To McConnell’s point about single gender schools in Ontario: yes, they exist. But they are private institutions that parents and students elect to attend. There are no laws in Canada that enforce gender segregation. A Canadian woman does not need the permission of any man to go to school.
So to suggest the situation in Ontario is akin to that of Saudi Arabia on any level is to either be deliberately evasive or shockingly ignorant. I will let the college’s administration determine which of those things it wants to be.
(By the way, when I asked McConnell if she really meant to equate Ontario to Saudi Arabia, given the context of Saudi law, she e-mailed the following: “As for the info you requested, NC, like many other Western governments and organizations, has chosen engagement rather than isolation and we remain committed to the important work we do there.”)
It’s time Niagara College, its students, faculty and the Niagara community — from business people to politicians — cast off the childish naivety of “engagement.”
There is no give-and-take here. Western colleges in Saudi Arabia operate at the pleasure of the Saudi authorities. The Saudi government, which suppresses freedom of expression with an iron fist, would never permit a college to teach classes on secular, democratic political theory or gender equality. Niagara College classes must be taught in conformity to Saudi Sharia laws.

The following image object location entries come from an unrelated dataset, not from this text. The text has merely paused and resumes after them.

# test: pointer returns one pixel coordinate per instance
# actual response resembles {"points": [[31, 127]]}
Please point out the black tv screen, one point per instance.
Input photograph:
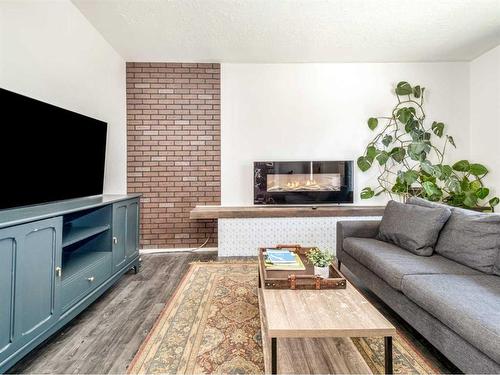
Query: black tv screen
{"points": [[47, 153]]}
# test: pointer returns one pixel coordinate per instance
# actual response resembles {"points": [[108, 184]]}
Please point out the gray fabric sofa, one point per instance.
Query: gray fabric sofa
{"points": [[455, 307]]}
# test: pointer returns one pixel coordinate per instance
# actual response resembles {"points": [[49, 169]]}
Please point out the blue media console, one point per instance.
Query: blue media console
{"points": [[55, 260]]}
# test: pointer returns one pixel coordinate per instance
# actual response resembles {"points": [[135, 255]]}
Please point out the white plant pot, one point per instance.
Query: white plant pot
{"points": [[324, 272]]}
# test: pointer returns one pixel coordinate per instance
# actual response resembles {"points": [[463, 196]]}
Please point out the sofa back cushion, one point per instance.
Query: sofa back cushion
{"points": [[412, 227], [469, 237]]}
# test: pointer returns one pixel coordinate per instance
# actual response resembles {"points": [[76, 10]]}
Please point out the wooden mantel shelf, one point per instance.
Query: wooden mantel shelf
{"points": [[231, 212]]}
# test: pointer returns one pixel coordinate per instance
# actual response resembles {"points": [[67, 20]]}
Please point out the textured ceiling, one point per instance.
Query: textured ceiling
{"points": [[296, 30]]}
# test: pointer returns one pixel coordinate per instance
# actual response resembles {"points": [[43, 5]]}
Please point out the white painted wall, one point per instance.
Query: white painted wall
{"points": [[49, 51], [485, 115], [319, 112]]}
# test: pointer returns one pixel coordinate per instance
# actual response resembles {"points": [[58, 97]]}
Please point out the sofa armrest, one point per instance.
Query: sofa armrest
{"points": [[355, 228]]}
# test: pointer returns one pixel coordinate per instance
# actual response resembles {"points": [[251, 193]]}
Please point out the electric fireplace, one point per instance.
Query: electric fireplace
{"points": [[303, 182]]}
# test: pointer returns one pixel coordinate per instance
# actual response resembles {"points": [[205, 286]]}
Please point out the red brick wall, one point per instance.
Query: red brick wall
{"points": [[173, 138]]}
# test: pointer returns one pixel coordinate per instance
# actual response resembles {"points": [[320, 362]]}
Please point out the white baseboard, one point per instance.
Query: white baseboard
{"points": [[179, 250]]}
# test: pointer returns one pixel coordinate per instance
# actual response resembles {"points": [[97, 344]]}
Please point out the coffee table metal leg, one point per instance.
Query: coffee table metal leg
{"points": [[274, 356], [388, 354]]}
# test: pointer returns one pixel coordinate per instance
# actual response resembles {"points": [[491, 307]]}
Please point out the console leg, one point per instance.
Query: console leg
{"points": [[388, 354], [274, 356]]}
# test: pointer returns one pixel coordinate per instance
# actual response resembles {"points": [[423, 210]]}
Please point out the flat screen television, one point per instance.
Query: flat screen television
{"points": [[47, 153]]}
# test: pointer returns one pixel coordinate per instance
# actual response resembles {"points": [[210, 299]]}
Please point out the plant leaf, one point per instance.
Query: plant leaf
{"points": [[438, 128], [451, 140], [494, 201], [367, 193], [403, 88], [432, 170], [416, 147], [446, 171], [453, 184], [482, 193], [478, 169], [431, 189], [475, 185], [382, 157], [405, 114], [387, 140], [461, 166], [372, 123], [470, 200], [398, 154], [363, 163], [410, 177], [417, 91], [371, 153]]}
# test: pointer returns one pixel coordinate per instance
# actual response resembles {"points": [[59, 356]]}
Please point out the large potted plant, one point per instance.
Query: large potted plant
{"points": [[410, 162]]}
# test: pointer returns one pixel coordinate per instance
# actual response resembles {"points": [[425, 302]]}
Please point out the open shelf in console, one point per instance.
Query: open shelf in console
{"points": [[87, 240], [77, 261], [73, 234]]}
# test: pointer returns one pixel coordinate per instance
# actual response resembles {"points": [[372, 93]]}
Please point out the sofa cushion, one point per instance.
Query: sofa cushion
{"points": [[391, 263], [414, 228], [469, 237], [467, 304]]}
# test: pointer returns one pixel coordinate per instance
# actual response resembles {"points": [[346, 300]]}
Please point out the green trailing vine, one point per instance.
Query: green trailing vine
{"points": [[412, 165]]}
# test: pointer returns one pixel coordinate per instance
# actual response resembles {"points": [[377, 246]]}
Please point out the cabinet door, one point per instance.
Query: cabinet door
{"points": [[37, 280], [132, 248], [119, 235], [8, 247]]}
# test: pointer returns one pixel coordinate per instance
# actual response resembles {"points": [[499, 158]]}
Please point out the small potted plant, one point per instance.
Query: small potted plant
{"points": [[321, 261]]}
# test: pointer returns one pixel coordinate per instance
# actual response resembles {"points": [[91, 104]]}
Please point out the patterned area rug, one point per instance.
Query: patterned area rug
{"points": [[212, 325]]}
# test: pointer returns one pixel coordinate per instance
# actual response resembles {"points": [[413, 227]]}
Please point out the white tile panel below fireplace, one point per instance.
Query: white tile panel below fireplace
{"points": [[242, 237]]}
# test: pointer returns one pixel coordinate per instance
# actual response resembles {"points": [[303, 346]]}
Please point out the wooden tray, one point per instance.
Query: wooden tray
{"points": [[274, 279]]}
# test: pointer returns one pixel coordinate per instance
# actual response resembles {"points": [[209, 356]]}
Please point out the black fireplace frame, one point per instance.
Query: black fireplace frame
{"points": [[263, 168]]}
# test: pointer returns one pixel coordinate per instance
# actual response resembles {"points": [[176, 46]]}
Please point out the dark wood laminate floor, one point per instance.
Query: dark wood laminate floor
{"points": [[105, 337]]}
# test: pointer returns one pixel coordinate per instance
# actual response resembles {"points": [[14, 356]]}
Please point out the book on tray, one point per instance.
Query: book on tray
{"points": [[283, 260]]}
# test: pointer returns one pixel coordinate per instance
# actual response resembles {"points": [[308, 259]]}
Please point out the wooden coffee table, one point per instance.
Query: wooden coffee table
{"points": [[301, 330]]}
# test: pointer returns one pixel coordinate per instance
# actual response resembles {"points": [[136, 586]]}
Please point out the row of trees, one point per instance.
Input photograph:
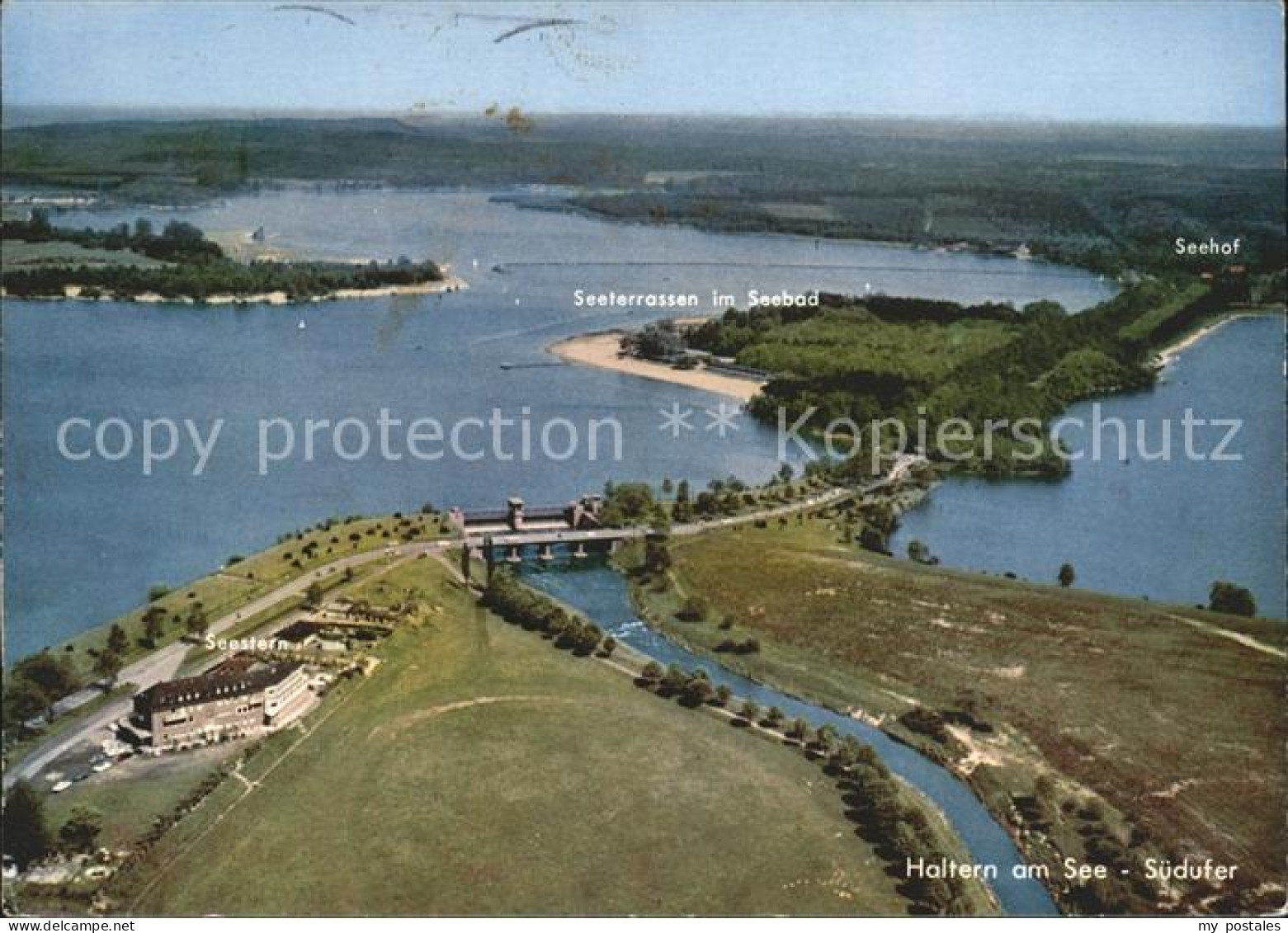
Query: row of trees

Instead of changing Saudi Arabia, institutions such as Niagara College merely prove that Canadian democratic values are for sale when the price is right.
Operating women-only classes does not change the ethical and moral implications of participating in a political and social system that actively and openly oppresses women.
We, as a community of free people in a free nation, need to stop pretending this is OK and insist Niagara College invest its resources elsewhere.